La France peut s'enorgueillir de promouvoir la diversité, d'autant plus quand elle est culturelle. Je ne suis pas vraiment inquiète sur le fait que la musique sera toujours diffusée, car elle est profondément attachée à l'intégralité des programmes. Même la publicité est constituée de musique. Cependant, certaines personnes ont tendance à oublier l'importance de la musique dans leurs programmes.

Face à des mastodontes du numérique, et sachant que les consommateurs peuvent tout obtenir à la demande, nous devons nous demander si le public souhaite que de nombreuses chaînes subsistent. Il préfère peut-être une offre numérique variée. La fusion a également pour objectif de proposer une offre délinéarisée très forte face à Netflix et Amazon.

Dans ce contexte, nous perdons complètement les bases établies pour les revenus, et je dois dire que cette règle s'applique pour l'ensemble des médias télévisuels. Les problèmes sont les mêmes pour Arte et France Télévisions. De fait, une part très faible des revenus sont alloués sur le numérique. Les groupes ont tendance à appliquer la majorité de leurs revenus sur le linéaire et réservent une partie bien plus faible au délinéarisé.

De nombreuses publicités ont été transférées sur le numérique. Pourtant, la vente de l'espace est extrêmement faible.
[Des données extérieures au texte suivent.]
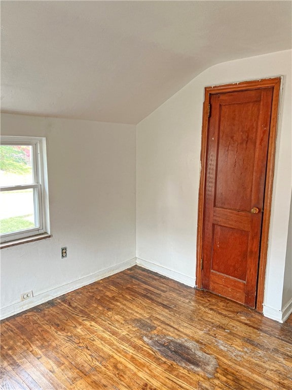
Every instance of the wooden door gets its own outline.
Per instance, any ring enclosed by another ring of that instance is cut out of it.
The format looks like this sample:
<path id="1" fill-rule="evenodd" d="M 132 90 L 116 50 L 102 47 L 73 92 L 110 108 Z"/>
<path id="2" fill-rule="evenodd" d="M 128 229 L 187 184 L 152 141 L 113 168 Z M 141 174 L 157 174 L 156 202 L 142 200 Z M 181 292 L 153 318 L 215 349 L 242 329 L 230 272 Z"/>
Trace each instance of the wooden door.
<path id="1" fill-rule="evenodd" d="M 202 287 L 254 307 L 273 87 L 210 94 Z"/>

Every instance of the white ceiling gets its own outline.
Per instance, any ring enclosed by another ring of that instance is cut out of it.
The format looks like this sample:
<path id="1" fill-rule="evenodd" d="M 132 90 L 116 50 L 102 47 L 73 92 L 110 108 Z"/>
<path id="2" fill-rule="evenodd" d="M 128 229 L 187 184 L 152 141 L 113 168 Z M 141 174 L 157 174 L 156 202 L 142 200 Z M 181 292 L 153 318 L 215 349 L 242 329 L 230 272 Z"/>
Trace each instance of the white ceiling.
<path id="1" fill-rule="evenodd" d="M 136 123 L 216 63 L 291 48 L 290 1 L 2 1 L 2 111 Z"/>

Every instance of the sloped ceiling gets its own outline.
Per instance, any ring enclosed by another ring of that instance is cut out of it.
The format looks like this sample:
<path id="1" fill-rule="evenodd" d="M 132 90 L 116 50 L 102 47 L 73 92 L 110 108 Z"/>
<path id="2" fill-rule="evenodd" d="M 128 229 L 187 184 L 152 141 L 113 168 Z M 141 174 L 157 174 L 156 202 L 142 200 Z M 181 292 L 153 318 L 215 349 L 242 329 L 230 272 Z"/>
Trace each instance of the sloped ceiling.
<path id="1" fill-rule="evenodd" d="M 136 123 L 212 65 L 290 49 L 291 4 L 3 1 L 2 111 Z"/>

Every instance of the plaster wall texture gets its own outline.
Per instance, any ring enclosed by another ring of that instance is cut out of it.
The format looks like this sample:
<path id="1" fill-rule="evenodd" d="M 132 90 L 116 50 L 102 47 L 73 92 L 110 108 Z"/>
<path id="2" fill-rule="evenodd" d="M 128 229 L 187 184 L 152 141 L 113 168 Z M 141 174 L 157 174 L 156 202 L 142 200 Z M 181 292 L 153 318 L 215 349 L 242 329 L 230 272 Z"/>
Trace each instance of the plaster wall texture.
<path id="1" fill-rule="evenodd" d="M 283 291 L 282 309 L 291 304 L 292 301 L 292 196 L 290 207 L 290 216 L 286 251 L 286 264 L 284 275 L 284 290 Z"/>
<path id="2" fill-rule="evenodd" d="M 3 114 L 1 134 L 46 137 L 53 235 L 1 250 L 4 315 L 135 263 L 134 125 Z"/>
<path id="3" fill-rule="evenodd" d="M 204 88 L 283 76 L 264 298 L 269 316 L 278 319 L 283 289 L 291 283 L 289 276 L 284 279 L 291 187 L 291 54 L 212 67 L 137 126 L 137 259 L 195 281 Z"/>

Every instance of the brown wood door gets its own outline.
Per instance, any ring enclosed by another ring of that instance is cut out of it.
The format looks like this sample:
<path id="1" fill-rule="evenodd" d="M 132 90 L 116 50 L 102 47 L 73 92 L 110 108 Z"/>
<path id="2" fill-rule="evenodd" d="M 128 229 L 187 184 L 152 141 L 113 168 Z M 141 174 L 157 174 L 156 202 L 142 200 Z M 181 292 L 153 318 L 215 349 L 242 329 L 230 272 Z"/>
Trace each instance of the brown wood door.
<path id="1" fill-rule="evenodd" d="M 250 307 L 256 303 L 272 99 L 272 87 L 210 95 L 202 286 Z"/>

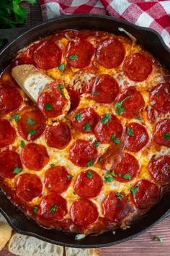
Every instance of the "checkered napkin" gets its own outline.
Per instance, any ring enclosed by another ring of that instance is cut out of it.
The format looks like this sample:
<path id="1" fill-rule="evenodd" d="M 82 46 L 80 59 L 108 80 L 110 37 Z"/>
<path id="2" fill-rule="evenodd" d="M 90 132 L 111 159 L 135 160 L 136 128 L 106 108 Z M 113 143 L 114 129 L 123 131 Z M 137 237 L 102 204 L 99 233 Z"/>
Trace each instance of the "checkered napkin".
<path id="1" fill-rule="evenodd" d="M 170 0 L 40 0 L 44 20 L 63 14 L 109 14 L 158 32 L 170 47 Z"/>

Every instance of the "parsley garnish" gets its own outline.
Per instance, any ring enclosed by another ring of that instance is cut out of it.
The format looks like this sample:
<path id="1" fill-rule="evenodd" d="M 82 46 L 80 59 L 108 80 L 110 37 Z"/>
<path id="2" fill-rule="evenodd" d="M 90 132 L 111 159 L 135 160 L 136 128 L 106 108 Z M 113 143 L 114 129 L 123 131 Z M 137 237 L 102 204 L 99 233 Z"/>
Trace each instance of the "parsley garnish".
<path id="1" fill-rule="evenodd" d="M 170 133 L 164 133 L 164 139 L 169 140 L 170 138 Z"/>
<path id="2" fill-rule="evenodd" d="M 58 208 L 58 205 L 52 205 L 52 207 L 50 209 L 50 211 L 52 213 L 54 213 L 56 211 L 57 208 Z"/>
<path id="3" fill-rule="evenodd" d="M 19 118 L 19 114 L 15 114 L 12 117 L 17 122 Z"/>
<path id="4" fill-rule="evenodd" d="M 13 174 L 19 174 L 22 171 L 22 168 L 15 167 L 13 170 Z"/>
<path id="5" fill-rule="evenodd" d="M 77 114 L 75 116 L 75 119 L 76 121 L 80 121 L 82 118 L 81 114 L 80 114 L 80 112 L 77 112 Z"/>
<path id="6" fill-rule="evenodd" d="M 24 140 L 22 140 L 21 141 L 21 147 L 24 148 L 24 146 L 25 146 L 25 142 L 24 142 Z"/>
<path id="7" fill-rule="evenodd" d="M 93 159 L 91 159 L 91 161 L 89 161 L 89 162 L 87 163 L 87 166 L 91 166 L 94 163 L 94 161 Z"/>
<path id="8" fill-rule="evenodd" d="M 75 61 L 78 59 L 78 56 L 76 54 L 73 54 L 69 56 L 69 59 Z"/>
<path id="9" fill-rule="evenodd" d="M 110 140 L 112 140 L 114 142 L 114 143 L 115 143 L 116 145 L 120 144 L 121 142 L 121 141 L 120 140 L 116 140 L 115 135 L 112 135 L 110 137 Z"/>
<path id="10" fill-rule="evenodd" d="M 28 119 L 27 119 L 27 123 L 28 123 L 29 124 L 30 124 L 30 125 L 33 125 L 33 124 L 35 124 L 35 121 L 32 120 L 32 119 L 31 119 L 30 118 L 28 118 Z"/>
<path id="11" fill-rule="evenodd" d="M 58 69 L 61 70 L 61 71 L 64 71 L 65 70 L 65 64 L 61 64 L 59 66 L 58 66 Z"/>
<path id="12" fill-rule="evenodd" d="M 107 113 L 104 114 L 104 116 L 101 119 L 101 123 L 103 124 L 106 124 L 107 121 L 110 119 L 111 114 L 109 113 Z"/>
<path id="13" fill-rule="evenodd" d="M 92 178 L 92 176 L 93 176 L 93 174 L 92 174 L 92 173 L 91 173 L 91 171 L 87 171 L 87 173 L 86 173 L 86 176 L 87 176 L 87 178 L 89 178 L 89 179 L 91 179 Z"/>
<path id="14" fill-rule="evenodd" d="M 124 174 L 122 177 L 125 179 L 132 179 L 131 176 L 129 174 Z"/>
<path id="15" fill-rule="evenodd" d="M 45 104 L 45 110 L 51 110 L 53 108 L 53 105 L 52 104 Z"/>
<path id="16" fill-rule="evenodd" d="M 131 192 L 133 193 L 133 195 L 135 195 L 137 192 L 138 190 L 138 187 L 132 187 L 130 189 Z"/>
<path id="17" fill-rule="evenodd" d="M 85 132 L 89 132 L 91 130 L 90 124 L 89 123 L 85 124 L 84 129 L 85 130 Z"/>
<path id="18" fill-rule="evenodd" d="M 128 129 L 127 129 L 127 133 L 128 133 L 128 135 L 130 135 L 130 136 L 134 136 L 133 129 L 132 129 L 132 128 L 130 128 L 130 127 L 128 127 Z"/>
<path id="19" fill-rule="evenodd" d="M 125 98 L 124 98 L 124 100 L 122 100 L 122 101 L 117 101 L 115 103 L 115 106 L 117 107 L 117 111 L 116 113 L 120 116 L 125 110 L 125 108 L 123 108 L 122 106 L 122 103 L 124 103 L 124 101 L 125 101 L 128 98 L 129 98 L 130 96 L 127 96 Z"/>

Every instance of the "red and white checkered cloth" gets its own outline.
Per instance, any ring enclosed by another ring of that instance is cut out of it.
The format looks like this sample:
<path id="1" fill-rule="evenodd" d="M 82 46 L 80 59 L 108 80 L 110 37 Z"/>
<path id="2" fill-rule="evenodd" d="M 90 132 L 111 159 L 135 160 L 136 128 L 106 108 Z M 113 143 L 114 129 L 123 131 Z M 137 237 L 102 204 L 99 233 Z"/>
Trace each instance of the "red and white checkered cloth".
<path id="1" fill-rule="evenodd" d="M 44 20 L 63 14 L 109 14 L 158 32 L 170 47 L 170 0 L 40 0 Z"/>

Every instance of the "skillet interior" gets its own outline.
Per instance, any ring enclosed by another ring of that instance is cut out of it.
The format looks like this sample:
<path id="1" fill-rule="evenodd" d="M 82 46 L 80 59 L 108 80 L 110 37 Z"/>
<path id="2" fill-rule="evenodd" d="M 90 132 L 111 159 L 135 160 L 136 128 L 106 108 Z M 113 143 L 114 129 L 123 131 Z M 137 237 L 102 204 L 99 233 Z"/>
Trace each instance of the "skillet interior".
<path id="1" fill-rule="evenodd" d="M 79 14 L 63 17 L 41 23 L 15 39 L 0 54 L 0 72 L 10 63 L 13 55 L 19 50 L 40 37 L 45 37 L 58 29 L 105 30 L 125 35 L 125 33 L 120 32 L 118 27 L 124 28 L 135 36 L 138 40 L 137 43 L 152 53 L 170 72 L 170 51 L 157 33 L 151 29 L 138 27 L 116 18 Z M 115 235 L 109 231 L 98 236 L 88 236 L 82 240 L 76 241 L 73 234 L 48 230 L 40 227 L 32 220 L 28 221 L 27 218 L 10 202 L 4 193 L 0 192 L 0 211 L 2 212 L 16 231 L 36 236 L 54 244 L 81 248 L 114 245 L 140 234 L 170 215 L 169 202 L 170 193 L 166 195 L 146 216 L 137 220 L 130 229 L 127 230 L 118 229 Z"/>

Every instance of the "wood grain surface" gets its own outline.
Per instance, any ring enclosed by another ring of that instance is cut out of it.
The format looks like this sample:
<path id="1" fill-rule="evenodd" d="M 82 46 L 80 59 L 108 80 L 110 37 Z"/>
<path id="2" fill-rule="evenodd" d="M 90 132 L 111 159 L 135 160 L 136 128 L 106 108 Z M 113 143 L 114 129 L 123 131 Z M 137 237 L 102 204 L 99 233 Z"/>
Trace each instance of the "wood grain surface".
<path id="1" fill-rule="evenodd" d="M 25 5 L 25 4 L 24 4 Z M 39 4 L 30 7 L 27 20 L 24 26 L 31 26 L 42 20 Z M 154 242 L 152 237 L 161 237 L 162 242 Z M 170 256 L 170 217 L 159 223 L 149 231 L 133 240 L 109 247 L 100 249 L 101 256 Z M 6 249 L 0 252 L 0 256 L 12 256 Z M 48 256 L 48 255 L 47 255 Z"/>

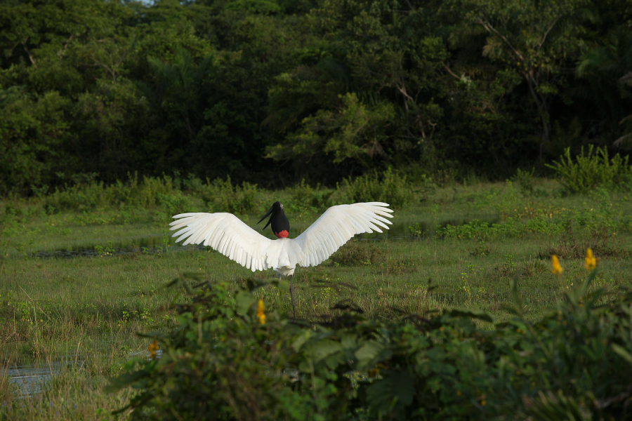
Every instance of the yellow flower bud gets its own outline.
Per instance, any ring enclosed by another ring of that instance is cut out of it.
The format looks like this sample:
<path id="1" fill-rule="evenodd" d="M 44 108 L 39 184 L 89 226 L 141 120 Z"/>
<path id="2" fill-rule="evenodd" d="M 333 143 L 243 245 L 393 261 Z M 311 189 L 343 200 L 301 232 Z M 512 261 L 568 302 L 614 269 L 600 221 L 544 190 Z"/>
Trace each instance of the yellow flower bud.
<path id="1" fill-rule="evenodd" d="M 259 300 L 259 302 L 257 303 L 257 319 L 259 319 L 260 323 L 265 324 L 265 314 L 263 313 L 263 300 Z"/>
<path id="2" fill-rule="evenodd" d="M 154 339 L 147 349 L 150 352 L 150 359 L 154 359 L 154 358 L 156 358 L 156 352 L 158 351 L 158 342 L 157 342 L 156 340 Z"/>
<path id="3" fill-rule="evenodd" d="M 597 267 L 597 259 L 593 257 L 593 250 L 588 248 L 586 250 L 586 270 L 591 271 Z"/>
<path id="4" fill-rule="evenodd" d="M 558 256 L 553 255 L 551 257 L 551 263 L 553 264 L 553 274 L 560 276 L 562 274 L 562 272 L 564 272 L 564 269 L 562 269 L 562 267 L 560 266 L 560 261 L 558 260 Z"/>

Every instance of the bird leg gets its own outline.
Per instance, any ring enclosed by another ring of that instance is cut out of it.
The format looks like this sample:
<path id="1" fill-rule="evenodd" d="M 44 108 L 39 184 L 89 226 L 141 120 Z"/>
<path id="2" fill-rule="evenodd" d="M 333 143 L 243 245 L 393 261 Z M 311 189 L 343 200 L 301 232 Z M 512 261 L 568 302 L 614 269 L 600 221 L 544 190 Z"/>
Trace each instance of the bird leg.
<path id="1" fill-rule="evenodd" d="M 292 293 L 292 278 L 294 274 L 290 275 L 290 298 L 292 300 L 292 314 L 294 316 L 294 320 L 296 320 L 296 311 L 294 309 L 294 295 Z"/>

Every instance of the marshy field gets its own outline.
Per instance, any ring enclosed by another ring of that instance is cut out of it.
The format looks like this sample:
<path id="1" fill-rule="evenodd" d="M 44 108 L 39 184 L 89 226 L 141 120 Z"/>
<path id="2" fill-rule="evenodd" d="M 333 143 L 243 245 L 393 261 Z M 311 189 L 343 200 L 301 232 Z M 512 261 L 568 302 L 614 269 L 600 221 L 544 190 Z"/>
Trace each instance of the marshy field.
<path id="1" fill-rule="evenodd" d="M 294 237 L 329 206 L 370 200 L 371 192 L 386 189 L 381 197 L 395 210 L 390 231 L 358 236 L 320 266 L 297 268 L 297 319 L 305 323 L 339 314 L 332 307 L 341 302 L 385 323 L 452 309 L 501 323 L 515 316 L 508 310 L 515 304 L 513 284 L 522 319 L 535 322 L 583 283 L 588 248 L 598 260 L 588 293 L 616 296 L 632 283 L 629 192 L 570 194 L 556 180 L 524 174 L 505 182 L 409 184 L 388 172 L 381 187 L 374 182 L 266 191 L 230 179 L 145 178 L 5 200 L 0 419 L 130 416 L 131 408 L 111 413 L 139 390 L 103 388 L 128 361 L 149 355 L 152 338 L 137 333 L 166 334 L 181 323 L 179 305 L 191 298 L 166 286 L 174 279 L 221 285 L 229 298 L 259 283 L 252 294 L 266 313 L 291 314 L 287 282 L 270 283 L 272 269 L 253 273 L 210 248 L 175 243 L 168 228 L 179 213 L 233 212 L 255 227 L 279 200 Z M 270 229 L 264 234 L 273 238 Z M 551 272 L 553 255 L 563 267 L 559 276 Z M 494 329 L 483 319 L 475 324 Z"/>

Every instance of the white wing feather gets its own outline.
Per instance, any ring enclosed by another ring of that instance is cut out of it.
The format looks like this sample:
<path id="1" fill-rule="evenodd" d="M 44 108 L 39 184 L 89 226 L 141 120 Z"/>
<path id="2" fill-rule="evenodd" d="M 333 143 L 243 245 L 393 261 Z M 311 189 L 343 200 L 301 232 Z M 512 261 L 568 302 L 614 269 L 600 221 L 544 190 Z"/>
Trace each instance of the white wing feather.
<path id="1" fill-rule="evenodd" d="M 242 266 L 255 272 L 268 269 L 266 251 L 272 240 L 267 239 L 232 213 L 180 213 L 170 229 L 180 229 L 171 236 L 176 242 L 210 246 Z"/>
<path id="2" fill-rule="evenodd" d="M 232 213 L 180 213 L 170 229 L 176 242 L 210 246 L 252 272 L 268 268 L 316 266 L 357 234 L 388 229 L 393 218 L 387 203 L 369 202 L 331 206 L 296 239 L 270 240 Z"/>
<path id="3" fill-rule="evenodd" d="M 393 218 L 388 203 L 369 202 L 331 206 L 303 234 L 294 239 L 302 251 L 296 262 L 303 267 L 317 266 L 326 260 L 357 234 L 388 229 Z"/>

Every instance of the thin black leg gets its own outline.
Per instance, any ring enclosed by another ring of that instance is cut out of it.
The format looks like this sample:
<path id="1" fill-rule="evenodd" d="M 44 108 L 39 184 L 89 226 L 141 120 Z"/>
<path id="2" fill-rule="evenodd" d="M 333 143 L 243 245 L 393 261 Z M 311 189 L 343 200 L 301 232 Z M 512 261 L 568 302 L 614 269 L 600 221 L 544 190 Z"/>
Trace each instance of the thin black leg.
<path id="1" fill-rule="evenodd" d="M 292 278 L 294 274 L 290 275 L 290 298 L 292 300 L 292 314 L 294 316 L 294 320 L 296 320 L 296 310 L 294 309 L 294 294 L 292 292 Z"/>

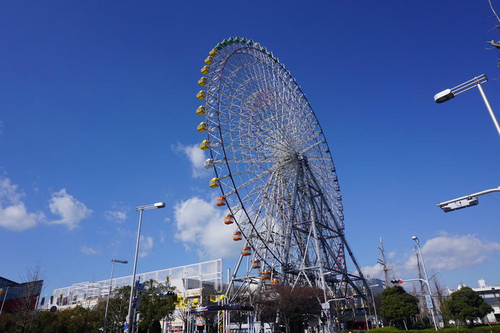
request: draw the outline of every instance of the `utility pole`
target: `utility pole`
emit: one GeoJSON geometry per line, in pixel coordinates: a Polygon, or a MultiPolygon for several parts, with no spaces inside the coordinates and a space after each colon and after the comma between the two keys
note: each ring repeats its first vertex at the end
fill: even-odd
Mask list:
{"type": "Polygon", "coordinates": [[[387,264],[385,262],[385,254],[384,253],[384,244],[382,241],[382,237],[380,237],[380,247],[378,248],[379,250],[380,250],[380,255],[382,256],[382,259],[377,259],[377,263],[380,263],[382,265],[382,269],[384,270],[384,276],[385,277],[385,280],[384,282],[385,283],[386,286],[389,285],[389,275],[387,274],[387,272],[389,272],[389,269],[387,268],[387,264]]]}

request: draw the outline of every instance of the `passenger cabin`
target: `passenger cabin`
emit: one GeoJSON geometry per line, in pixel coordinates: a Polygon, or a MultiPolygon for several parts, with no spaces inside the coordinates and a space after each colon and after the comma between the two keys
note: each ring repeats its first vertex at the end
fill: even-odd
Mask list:
{"type": "Polygon", "coordinates": [[[233,232],[232,233],[232,240],[235,241],[241,241],[242,240],[242,232],[241,231],[235,231],[235,232],[233,232]]]}
{"type": "Polygon", "coordinates": [[[223,196],[219,196],[218,198],[217,198],[217,200],[215,200],[215,205],[219,207],[225,206],[225,198],[223,196]]]}

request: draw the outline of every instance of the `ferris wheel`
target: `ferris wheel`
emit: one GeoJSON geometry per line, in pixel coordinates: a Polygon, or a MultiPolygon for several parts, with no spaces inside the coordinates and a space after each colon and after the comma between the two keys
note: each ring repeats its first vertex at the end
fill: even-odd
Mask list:
{"type": "Polygon", "coordinates": [[[227,294],[289,284],[337,295],[343,284],[366,284],[345,239],[330,148],[290,72],[258,43],[232,37],[210,51],[201,73],[200,148],[215,172],[209,185],[220,191],[215,204],[227,208],[221,225],[242,244],[227,294]]]}

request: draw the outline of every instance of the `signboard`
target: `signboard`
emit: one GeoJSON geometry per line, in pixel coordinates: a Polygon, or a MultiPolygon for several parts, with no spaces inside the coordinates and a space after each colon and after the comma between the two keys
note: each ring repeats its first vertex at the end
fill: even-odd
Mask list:
{"type": "Polygon", "coordinates": [[[144,283],[139,283],[137,282],[135,282],[135,290],[138,290],[139,291],[142,291],[144,290],[144,283]]]}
Les montants ne sont pas du tout comparables à ceux appliqués pour des espaces publicitaires en prime time sur les chaînes.

Certains groupes expliquent à la Sacem qu'il leur faut devenir plus puissants pour faire face à Netflix et à Amazon. Ils demandent à bénéficier d'une offre délinéarisée la plus complète possible. En contrepartie, ils déclarent manquer de budget, alors que développer ce type d'offre est extrêmement coûteux. Ils demandent donc à payer moins de droits et à devenir l'équivalent de Netflix, sans payer les mêmes montants que Netflix. Les plateformes proposent des millions de contenus, alors que la rémunération est divisée par 100 dans le délinéarisé.

Si nous prenons en compte le fait que les flux linéaires diminuent et que la consommation est désormais principalement délinéarisée, tous les créateurs de musique disparaîtront. Nous faisons face à une situation inextricable, parce que nous ne sommes pas associés aux budgets de production de la même façon que d'autres répertoires.

Nous avons besoin d'être assurés du fait que nos répertoires restent présents sur les chaînes linéaires et qu'un montant minimum par visionnage ou par écoute soit mis en place pour que la rémunération du numérique intéresse les créateurs. Actuellement, aucun créateur ne peut vivre s'il est rémunéré uniquement sur la base des revenus publicitaires issus du délinéarisé.